Canine Brain MRI 9-Class Segmentation — T1 + Canon-robust domain randomization

⚠️ Research / preview checkpoint. Trained with simulated Canon-style degradation on SKY (GE-family) T1 data — no real Canon-labeled data. See Known limitations before clinical routing.

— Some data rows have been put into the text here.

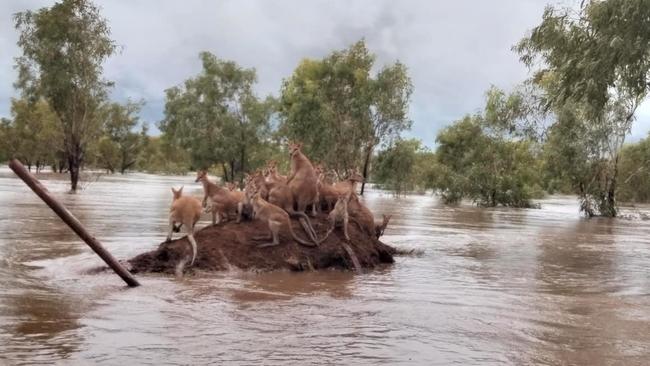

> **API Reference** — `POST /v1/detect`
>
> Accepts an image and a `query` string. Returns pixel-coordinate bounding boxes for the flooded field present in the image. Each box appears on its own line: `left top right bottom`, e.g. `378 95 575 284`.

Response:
0 167 650 365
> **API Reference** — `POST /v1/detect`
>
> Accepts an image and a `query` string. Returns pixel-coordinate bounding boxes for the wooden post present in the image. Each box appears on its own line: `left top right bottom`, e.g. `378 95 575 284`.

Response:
9 159 140 287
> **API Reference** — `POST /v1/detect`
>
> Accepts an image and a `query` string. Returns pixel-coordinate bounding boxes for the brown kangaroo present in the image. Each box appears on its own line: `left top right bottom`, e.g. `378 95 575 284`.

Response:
166 187 201 266
323 194 350 241
375 215 393 239
287 143 318 216
196 170 244 225
314 164 338 211
348 193 376 236
334 170 363 199
251 183 316 248
256 166 318 243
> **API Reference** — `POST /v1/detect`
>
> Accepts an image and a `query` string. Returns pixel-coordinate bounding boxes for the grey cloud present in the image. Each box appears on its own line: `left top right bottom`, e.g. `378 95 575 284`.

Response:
0 0 650 145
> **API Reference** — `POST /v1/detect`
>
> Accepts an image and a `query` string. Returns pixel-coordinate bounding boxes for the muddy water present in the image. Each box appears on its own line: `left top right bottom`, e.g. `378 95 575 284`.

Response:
0 167 650 365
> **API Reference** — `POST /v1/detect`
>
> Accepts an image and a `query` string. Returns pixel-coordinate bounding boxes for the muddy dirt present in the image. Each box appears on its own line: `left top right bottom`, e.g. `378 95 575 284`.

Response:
128 214 395 274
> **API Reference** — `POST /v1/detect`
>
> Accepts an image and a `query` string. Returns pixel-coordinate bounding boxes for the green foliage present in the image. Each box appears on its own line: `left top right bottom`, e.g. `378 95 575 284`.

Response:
280 40 412 175
515 0 650 217
433 108 538 207
372 139 435 196
159 52 275 180
96 101 147 174
136 136 190 174
616 137 650 203
14 0 116 191
2 99 63 170
515 0 650 119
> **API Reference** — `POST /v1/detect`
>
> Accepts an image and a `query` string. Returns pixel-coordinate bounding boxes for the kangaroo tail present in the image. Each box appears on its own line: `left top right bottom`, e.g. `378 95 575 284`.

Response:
288 221 317 247
187 234 198 267
341 242 361 273
289 211 320 244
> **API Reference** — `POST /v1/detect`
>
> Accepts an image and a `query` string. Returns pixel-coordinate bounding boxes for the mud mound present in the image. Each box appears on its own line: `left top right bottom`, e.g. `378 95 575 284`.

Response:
129 214 395 273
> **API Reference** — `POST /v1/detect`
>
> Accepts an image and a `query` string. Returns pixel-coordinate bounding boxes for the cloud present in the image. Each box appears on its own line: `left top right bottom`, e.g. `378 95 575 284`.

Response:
0 0 650 146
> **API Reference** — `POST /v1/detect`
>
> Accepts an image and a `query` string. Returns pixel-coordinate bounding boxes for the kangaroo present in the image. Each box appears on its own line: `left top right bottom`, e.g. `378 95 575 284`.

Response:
375 215 393 239
196 170 244 225
314 164 338 211
334 170 363 197
264 160 287 185
287 143 318 216
323 194 350 241
348 193 376 237
253 168 318 243
166 187 201 266
251 183 317 248
226 182 239 192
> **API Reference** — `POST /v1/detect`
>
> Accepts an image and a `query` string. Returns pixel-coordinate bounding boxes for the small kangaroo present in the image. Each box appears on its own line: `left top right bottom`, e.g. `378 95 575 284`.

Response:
196 170 244 225
166 187 201 266
322 194 350 241
287 143 318 216
251 184 316 248
375 215 393 239
334 170 363 199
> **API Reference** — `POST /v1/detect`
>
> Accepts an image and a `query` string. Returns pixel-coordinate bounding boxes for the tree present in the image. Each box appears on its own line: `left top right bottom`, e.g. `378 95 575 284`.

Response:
137 136 191 174
514 0 650 217
372 139 426 196
432 98 538 207
14 0 116 191
5 99 63 172
159 52 275 180
98 101 147 174
616 136 650 203
280 40 412 190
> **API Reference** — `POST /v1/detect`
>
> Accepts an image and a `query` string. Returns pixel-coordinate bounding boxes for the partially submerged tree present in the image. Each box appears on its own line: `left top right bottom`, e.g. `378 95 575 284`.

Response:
14 0 116 191
372 139 434 196
159 52 274 181
515 0 650 217
432 88 539 207
4 99 63 172
280 40 413 192
97 101 147 174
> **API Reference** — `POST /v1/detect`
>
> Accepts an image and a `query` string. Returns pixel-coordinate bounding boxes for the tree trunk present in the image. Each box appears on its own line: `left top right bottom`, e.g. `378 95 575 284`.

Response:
68 143 82 192
221 163 228 181
360 143 373 196
240 145 246 184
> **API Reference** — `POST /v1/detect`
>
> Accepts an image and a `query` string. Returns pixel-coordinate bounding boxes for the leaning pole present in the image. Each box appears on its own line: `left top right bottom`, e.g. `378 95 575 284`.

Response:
9 159 140 287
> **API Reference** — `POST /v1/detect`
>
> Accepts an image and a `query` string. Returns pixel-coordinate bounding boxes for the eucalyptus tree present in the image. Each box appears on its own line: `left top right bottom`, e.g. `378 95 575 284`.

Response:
159 52 274 180
97 101 147 174
14 0 117 191
280 40 413 192
514 0 650 216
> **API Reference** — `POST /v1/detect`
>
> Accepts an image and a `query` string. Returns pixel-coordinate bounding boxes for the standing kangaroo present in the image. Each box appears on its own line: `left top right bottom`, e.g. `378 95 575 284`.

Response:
196 170 244 225
287 143 318 216
247 170 318 243
166 187 201 266
334 170 363 199
251 183 317 248
323 194 350 241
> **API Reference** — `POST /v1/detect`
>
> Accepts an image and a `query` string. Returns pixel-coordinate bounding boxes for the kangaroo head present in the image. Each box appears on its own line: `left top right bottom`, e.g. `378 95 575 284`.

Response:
172 186 184 201
195 169 208 182
348 170 363 183
382 215 393 227
289 142 302 157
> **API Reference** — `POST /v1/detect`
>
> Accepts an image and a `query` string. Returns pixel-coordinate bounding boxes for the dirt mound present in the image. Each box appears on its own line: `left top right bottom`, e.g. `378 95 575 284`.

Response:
128 214 395 273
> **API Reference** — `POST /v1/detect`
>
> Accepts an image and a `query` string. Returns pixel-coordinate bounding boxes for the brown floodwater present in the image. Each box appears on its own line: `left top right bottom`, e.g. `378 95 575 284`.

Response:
0 167 650 365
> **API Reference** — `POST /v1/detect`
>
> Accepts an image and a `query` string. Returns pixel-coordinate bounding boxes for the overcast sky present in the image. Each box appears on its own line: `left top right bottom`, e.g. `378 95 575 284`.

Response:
0 0 650 146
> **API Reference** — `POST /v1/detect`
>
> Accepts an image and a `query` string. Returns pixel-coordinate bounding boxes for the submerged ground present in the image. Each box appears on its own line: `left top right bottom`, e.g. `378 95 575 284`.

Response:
0 167 650 365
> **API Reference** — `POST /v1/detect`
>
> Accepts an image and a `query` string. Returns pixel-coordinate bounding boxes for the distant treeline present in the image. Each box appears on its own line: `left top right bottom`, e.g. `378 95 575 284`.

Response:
0 0 650 216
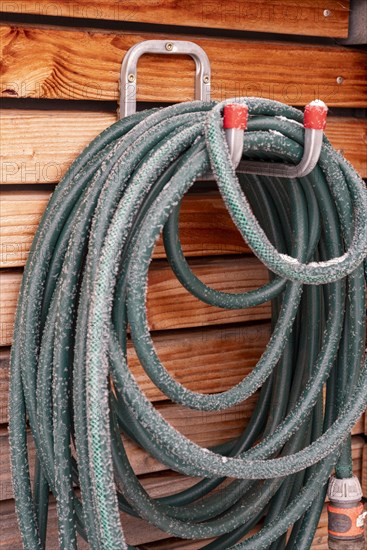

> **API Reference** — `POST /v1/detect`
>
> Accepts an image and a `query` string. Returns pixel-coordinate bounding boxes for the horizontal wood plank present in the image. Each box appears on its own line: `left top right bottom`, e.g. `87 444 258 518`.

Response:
0 324 270 424
0 189 249 268
0 256 270 346
2 0 349 37
0 109 367 184
0 26 367 107
0 440 364 550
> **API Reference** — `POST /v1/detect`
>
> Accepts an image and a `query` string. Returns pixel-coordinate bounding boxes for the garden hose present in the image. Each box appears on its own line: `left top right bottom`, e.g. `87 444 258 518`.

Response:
9 98 367 550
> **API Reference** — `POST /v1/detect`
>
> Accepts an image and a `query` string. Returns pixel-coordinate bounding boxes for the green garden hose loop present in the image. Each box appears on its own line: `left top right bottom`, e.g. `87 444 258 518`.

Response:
9 98 367 550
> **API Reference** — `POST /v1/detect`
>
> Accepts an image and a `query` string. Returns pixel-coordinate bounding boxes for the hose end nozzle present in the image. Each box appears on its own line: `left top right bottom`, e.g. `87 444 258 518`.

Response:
303 99 328 130
327 476 366 550
223 103 248 130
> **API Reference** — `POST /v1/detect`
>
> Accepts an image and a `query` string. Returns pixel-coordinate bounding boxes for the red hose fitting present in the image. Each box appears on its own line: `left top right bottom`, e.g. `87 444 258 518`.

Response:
223 103 248 130
303 99 328 130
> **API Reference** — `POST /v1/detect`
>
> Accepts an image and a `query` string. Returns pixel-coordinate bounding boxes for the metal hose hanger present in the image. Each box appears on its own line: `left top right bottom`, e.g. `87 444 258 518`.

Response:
9 41 367 550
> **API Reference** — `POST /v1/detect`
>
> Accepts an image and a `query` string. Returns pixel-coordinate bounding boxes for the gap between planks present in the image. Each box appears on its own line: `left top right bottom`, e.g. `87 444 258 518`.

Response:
0 25 367 107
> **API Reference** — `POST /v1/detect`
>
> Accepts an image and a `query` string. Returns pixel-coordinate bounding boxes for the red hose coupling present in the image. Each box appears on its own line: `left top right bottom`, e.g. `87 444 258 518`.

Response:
303 99 328 130
223 103 248 130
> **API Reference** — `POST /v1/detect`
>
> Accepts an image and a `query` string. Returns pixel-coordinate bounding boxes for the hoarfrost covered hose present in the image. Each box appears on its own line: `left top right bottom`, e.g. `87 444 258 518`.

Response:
10 98 367 550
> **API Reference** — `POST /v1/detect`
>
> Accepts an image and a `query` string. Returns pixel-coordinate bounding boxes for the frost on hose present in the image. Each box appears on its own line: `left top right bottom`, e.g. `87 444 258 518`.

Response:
9 98 367 550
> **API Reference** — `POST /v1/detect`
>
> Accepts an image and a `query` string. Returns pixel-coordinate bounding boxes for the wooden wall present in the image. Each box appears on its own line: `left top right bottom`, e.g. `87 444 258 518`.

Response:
0 0 367 550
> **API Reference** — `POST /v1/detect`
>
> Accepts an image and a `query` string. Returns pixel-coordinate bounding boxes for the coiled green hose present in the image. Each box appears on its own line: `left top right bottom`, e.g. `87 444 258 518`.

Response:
9 98 367 550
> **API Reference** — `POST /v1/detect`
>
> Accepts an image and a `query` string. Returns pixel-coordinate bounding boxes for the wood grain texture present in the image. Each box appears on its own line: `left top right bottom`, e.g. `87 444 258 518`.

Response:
0 109 367 184
0 256 270 346
0 189 249 268
2 0 349 37
0 324 270 422
1 26 367 107
0 435 364 550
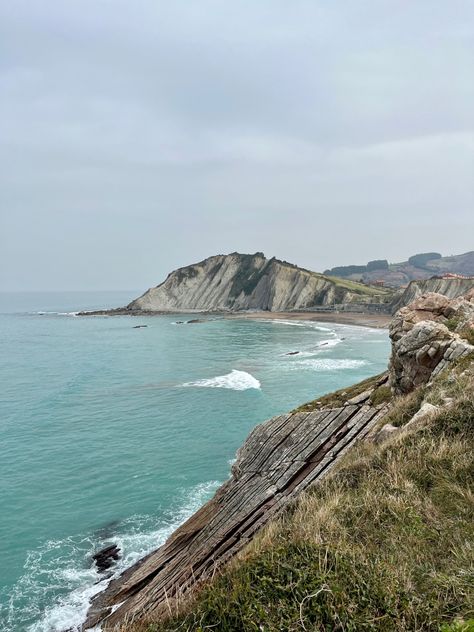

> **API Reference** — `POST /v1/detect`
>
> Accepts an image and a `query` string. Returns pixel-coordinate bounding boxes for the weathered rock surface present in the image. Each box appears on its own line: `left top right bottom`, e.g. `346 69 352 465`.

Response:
85 374 388 629
389 289 474 393
117 253 387 313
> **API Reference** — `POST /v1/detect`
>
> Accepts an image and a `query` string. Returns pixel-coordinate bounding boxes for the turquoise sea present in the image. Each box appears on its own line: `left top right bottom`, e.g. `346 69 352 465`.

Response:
0 291 389 632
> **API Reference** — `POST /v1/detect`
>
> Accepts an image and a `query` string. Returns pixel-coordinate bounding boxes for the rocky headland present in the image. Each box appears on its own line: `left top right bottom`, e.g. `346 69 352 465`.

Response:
81 292 474 631
80 252 391 315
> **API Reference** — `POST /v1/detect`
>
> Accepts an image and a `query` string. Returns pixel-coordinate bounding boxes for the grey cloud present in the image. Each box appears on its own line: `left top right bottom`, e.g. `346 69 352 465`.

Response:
0 0 474 289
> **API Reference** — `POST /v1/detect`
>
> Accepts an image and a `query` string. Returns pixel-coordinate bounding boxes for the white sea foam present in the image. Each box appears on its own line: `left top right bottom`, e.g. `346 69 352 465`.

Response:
261 318 333 332
32 312 79 316
182 369 261 391
295 358 367 371
2 481 220 632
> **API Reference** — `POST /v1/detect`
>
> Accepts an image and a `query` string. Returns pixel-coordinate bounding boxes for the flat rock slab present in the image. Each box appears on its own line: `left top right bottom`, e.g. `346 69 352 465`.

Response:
84 376 387 629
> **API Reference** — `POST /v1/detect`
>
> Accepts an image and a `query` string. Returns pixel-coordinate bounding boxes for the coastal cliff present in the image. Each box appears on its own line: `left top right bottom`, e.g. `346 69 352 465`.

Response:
120 252 390 313
84 292 474 631
391 277 474 314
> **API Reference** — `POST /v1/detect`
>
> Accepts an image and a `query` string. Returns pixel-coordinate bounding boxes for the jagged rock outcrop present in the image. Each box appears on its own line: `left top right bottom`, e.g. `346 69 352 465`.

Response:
121 253 387 313
389 289 474 394
84 374 388 630
391 278 474 314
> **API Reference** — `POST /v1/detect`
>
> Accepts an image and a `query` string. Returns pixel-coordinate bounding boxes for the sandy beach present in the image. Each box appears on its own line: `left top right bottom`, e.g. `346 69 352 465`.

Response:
225 312 391 329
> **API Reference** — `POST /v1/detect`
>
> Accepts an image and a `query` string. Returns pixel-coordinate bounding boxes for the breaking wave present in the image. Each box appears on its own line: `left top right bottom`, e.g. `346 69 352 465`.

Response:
295 358 367 371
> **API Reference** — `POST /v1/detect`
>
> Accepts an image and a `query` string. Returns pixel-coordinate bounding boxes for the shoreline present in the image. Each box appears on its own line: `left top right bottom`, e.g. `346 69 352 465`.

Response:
77 307 392 329
224 312 392 329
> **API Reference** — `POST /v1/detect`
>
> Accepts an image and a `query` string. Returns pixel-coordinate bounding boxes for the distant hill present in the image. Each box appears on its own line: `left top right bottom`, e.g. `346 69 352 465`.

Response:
122 252 392 313
324 251 474 288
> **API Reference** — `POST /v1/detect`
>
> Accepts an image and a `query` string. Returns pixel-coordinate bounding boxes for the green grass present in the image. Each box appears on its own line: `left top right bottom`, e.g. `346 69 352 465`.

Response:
293 373 385 413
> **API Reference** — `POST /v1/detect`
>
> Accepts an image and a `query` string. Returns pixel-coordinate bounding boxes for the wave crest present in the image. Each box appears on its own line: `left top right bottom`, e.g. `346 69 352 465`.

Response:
182 369 261 391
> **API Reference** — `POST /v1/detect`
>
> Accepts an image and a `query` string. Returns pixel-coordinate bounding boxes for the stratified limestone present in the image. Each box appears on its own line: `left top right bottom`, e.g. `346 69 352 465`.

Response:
85 375 388 628
389 290 474 394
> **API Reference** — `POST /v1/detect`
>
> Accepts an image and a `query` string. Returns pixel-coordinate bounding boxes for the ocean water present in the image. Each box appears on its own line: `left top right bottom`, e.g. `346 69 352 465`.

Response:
0 292 389 632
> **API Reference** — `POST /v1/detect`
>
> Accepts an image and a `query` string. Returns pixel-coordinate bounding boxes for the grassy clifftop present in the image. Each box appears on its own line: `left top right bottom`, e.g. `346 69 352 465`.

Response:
122 357 474 632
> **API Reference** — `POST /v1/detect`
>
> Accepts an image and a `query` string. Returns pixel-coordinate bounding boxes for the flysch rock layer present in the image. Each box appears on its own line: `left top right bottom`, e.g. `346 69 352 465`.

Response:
121 252 386 313
85 375 388 629
389 289 474 394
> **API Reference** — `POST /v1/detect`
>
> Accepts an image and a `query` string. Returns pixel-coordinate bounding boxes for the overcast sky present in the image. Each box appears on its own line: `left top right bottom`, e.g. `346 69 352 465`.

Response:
0 0 474 290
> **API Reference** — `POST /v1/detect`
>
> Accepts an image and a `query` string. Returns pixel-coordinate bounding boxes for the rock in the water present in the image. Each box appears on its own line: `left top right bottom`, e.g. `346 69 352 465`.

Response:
92 544 120 573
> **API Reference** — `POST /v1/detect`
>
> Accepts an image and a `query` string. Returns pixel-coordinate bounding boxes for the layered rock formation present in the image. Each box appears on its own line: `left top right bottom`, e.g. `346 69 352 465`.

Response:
391 278 474 314
390 289 474 393
85 374 387 629
121 253 389 313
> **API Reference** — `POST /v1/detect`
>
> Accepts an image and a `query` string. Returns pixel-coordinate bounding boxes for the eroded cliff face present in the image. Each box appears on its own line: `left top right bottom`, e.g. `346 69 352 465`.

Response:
127 253 386 312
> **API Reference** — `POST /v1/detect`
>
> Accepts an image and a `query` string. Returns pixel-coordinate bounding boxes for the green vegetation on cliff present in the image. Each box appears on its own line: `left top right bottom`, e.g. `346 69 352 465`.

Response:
123 357 474 632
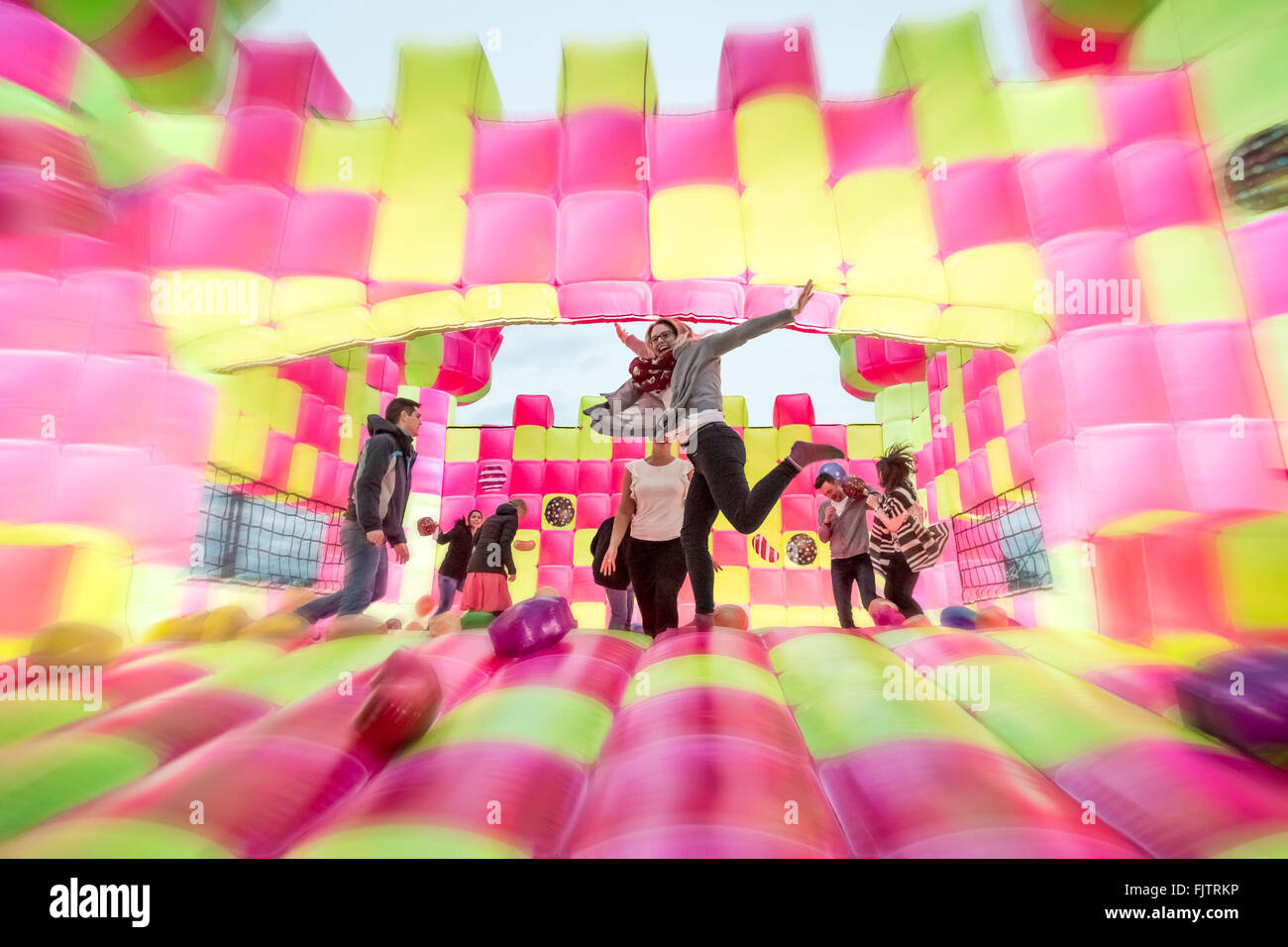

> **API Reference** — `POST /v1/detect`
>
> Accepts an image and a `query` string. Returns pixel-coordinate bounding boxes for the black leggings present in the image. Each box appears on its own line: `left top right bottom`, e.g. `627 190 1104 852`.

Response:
885 553 924 618
680 421 800 614
626 536 684 637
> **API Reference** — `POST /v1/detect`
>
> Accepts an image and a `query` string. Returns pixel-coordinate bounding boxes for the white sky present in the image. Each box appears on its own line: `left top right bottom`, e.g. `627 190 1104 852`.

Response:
244 0 1033 425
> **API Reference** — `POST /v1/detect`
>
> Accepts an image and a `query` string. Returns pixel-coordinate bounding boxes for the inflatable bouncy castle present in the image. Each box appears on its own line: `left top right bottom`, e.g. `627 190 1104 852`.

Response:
0 0 1288 858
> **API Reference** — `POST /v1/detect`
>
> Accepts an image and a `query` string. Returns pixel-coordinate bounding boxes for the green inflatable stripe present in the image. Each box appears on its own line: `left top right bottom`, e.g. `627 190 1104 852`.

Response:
408 686 613 763
0 734 158 840
0 818 233 858
287 824 529 858
622 655 785 707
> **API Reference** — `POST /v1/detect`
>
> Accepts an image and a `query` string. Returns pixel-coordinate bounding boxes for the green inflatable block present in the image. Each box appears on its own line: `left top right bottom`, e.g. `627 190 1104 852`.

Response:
286 824 529 858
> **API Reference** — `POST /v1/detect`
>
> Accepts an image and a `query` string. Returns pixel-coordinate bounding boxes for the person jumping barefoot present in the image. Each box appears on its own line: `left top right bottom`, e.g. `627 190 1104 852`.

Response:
591 279 845 627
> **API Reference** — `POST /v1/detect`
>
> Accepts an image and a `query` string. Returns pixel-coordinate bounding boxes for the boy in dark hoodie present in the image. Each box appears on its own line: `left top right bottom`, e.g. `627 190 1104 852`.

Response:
295 398 420 622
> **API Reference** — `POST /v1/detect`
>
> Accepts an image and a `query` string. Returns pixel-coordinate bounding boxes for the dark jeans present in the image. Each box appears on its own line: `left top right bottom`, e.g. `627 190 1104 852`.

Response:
832 553 877 627
628 536 684 635
295 519 389 622
885 553 923 618
680 421 800 614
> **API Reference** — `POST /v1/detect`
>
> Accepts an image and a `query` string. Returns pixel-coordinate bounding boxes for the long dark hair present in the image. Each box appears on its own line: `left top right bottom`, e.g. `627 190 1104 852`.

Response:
877 443 917 493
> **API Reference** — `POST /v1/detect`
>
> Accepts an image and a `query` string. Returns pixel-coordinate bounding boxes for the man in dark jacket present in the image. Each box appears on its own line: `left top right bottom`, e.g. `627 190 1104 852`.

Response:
295 398 420 621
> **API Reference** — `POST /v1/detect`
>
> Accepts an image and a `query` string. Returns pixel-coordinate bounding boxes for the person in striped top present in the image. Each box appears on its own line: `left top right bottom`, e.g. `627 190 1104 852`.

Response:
868 445 948 618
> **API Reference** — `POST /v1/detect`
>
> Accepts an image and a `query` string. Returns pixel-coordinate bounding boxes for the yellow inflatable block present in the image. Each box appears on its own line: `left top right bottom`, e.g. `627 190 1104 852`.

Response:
734 94 831 187
277 305 376 356
724 394 747 428
742 183 841 284
394 40 501 121
984 437 1015 496
836 296 939 343
577 425 613 460
380 111 474 200
557 39 657 116
999 76 1105 155
845 254 948 305
268 378 304 437
994 368 1024 428
944 244 1043 312
648 184 747 279
546 428 577 460
465 282 559 325
368 290 465 339
514 424 546 460
1133 227 1245 325
845 424 881 460
370 191 467 284
834 167 939 259
715 566 751 605
572 527 597 566
286 443 318 496
443 428 480 462
273 275 368 322
774 424 810 462
295 117 391 194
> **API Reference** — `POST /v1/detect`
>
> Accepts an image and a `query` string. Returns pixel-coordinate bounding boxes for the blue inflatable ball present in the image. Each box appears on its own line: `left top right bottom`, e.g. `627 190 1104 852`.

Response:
818 460 850 483
939 605 975 631
486 595 577 657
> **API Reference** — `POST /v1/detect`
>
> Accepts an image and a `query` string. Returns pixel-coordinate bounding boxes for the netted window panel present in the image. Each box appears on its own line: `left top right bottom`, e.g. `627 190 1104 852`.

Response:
953 480 1051 601
192 466 344 590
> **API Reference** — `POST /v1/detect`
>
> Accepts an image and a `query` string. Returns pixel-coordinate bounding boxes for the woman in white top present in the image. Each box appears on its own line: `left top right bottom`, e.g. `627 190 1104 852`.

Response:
599 440 693 637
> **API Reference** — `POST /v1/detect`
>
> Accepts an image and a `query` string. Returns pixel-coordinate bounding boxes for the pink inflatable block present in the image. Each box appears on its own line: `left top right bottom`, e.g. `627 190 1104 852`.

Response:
1038 231 1147 335
1019 150 1124 241
558 279 653 322
1115 142 1221 235
1056 326 1171 430
1154 322 1270 421
152 184 287 273
926 158 1030 257
277 191 377 279
774 394 814 428
541 460 577 493
743 286 834 332
1071 424 1190 532
782 493 818 532
512 394 555 428
216 106 304 187
716 26 818 108
152 371 216 468
0 4 81 108
463 193 555 286
1013 440 1089 548
0 349 85 443
576 460 613 493
1096 69 1198 149
232 40 352 119
653 279 747 322
645 111 738 193
559 108 648 194
0 440 59 523
1020 346 1073 451
443 462 480 496
1176 417 1288 513
823 93 919 183
557 191 649 283
480 428 514 460
1006 424 1033 484
1229 214 1288 320
471 119 563 197
58 356 167 447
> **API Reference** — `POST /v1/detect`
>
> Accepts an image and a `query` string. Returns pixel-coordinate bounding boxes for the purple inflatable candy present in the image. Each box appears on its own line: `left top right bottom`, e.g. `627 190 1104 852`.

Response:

A T1-weighted, Canon-robust adaptation of hwonheo/DeepCAN-SEG-PosEnc (shared T2-trained base). LoRA (rank 16, α 32) on Conv3d layers, trained with canon_aug intensity domain randomization (applied to the intensity channel only — the xyz position-encoding channels are never degraded). Adapters are merged into the base weights, so this is a standard LRSegmentationMultiClassUNet loaded exactly like the base model (drop-in).

Classes (9, L/R separated)

0 Background · 1/5 Lateral Ventricle L/R · 2/6 Gray Matter L/R · 3/7 White Matter L/R · 4/8 Cerebellum L/R

Input is 4-channel: image intensity + normalized x/y/z position encoding. Models expect the RPS orientation / 0.5 mm grid layout.

Domain randomization (canon_aug)

To mimic thick-slice, low-contrast Canon (Vantage Elan) clinical scans without any Canon labels, the intensity channel is degraded during training: anisotropic through-plane Gaussian blur (σ_z 1–3), GM-WM contrast gamma (0.6–1.6), mild bias field, and Gaussian noise. Validation uses a deterministic degradation (σ_z=2.0, γ=1.3) so val_dice and early-stopping track Canon-restoration.

Performance

val_dice 0.6565 on the Canon-degraded validation set (early-stopped @ epoch 74).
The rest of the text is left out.